In effetti, l’analisi comparata degli Stati Uniti, dell’Europa e dell’emergere dell’Asia – Giappone, Corea del Sud, Cina, India, Indonesia – rappresenta un filone di ricerca ininterrotto, dagli anni ’70 in poi. Qui Valli – un pioniere in questo campo, in particolare negli studi sui paesi asiatici – ritrae con efficacia la diversità delle traiettorie nazionali e il cambiamento delle posizioni relative delle maggiori economie mondiali. C’è il declino degli Stati Uniti, l’affermarsi della Cina, le “tribolate vicende” dell’Europa, il problema dell’Italia: “il lungo declino economico del nostro paese è dovuto non solo a variabili e decisioni strettamente economiche, o ad eventi esterni come la crisi finanziaria Usa e la pandemia Covid-19, ma anche a istituzioni economiche, politiche e sociali assai deboli e imperfette”.

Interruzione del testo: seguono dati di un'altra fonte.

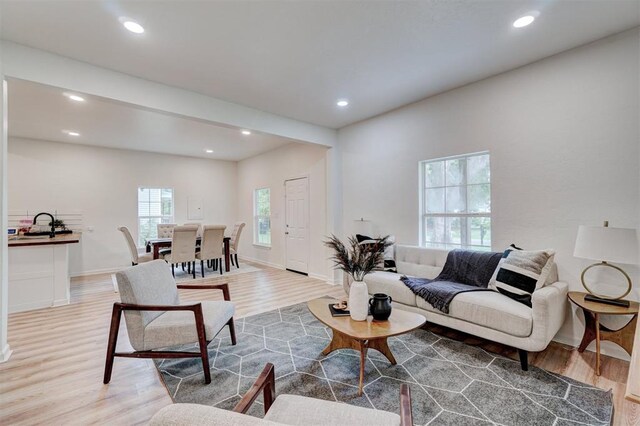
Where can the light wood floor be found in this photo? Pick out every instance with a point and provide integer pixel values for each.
(55, 373)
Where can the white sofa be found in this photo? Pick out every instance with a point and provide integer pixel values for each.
(486, 314)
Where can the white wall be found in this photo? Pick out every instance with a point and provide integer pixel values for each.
(54, 70)
(102, 183)
(270, 170)
(564, 139)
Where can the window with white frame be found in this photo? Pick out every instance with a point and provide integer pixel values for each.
(456, 202)
(155, 205)
(262, 217)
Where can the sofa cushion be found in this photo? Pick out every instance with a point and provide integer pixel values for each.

L’epilogo di Valli è che “non vi è, nel lungo periodo, sviluppo stabile e duraturo senza una maggiore equità sociale e di genere e un migliore ambiente. Purtroppo questi sensati, e apparentemente ovvi, obiettivi trovano dei limiti nelle piramidi del potere”, le gerarchie tra i paesi e tra gli individui. “La democrazia, le organizzazioni mondiali e regionali, le alleanze, le lotte sociali, politiche, ambientaliste e la partecipazione solidale possono in parte scalfire queste due monolitiche strutture, e in parte le hanno scalfite nel corso dei secoli. Assai duro è però cambiare le cose in profondità”.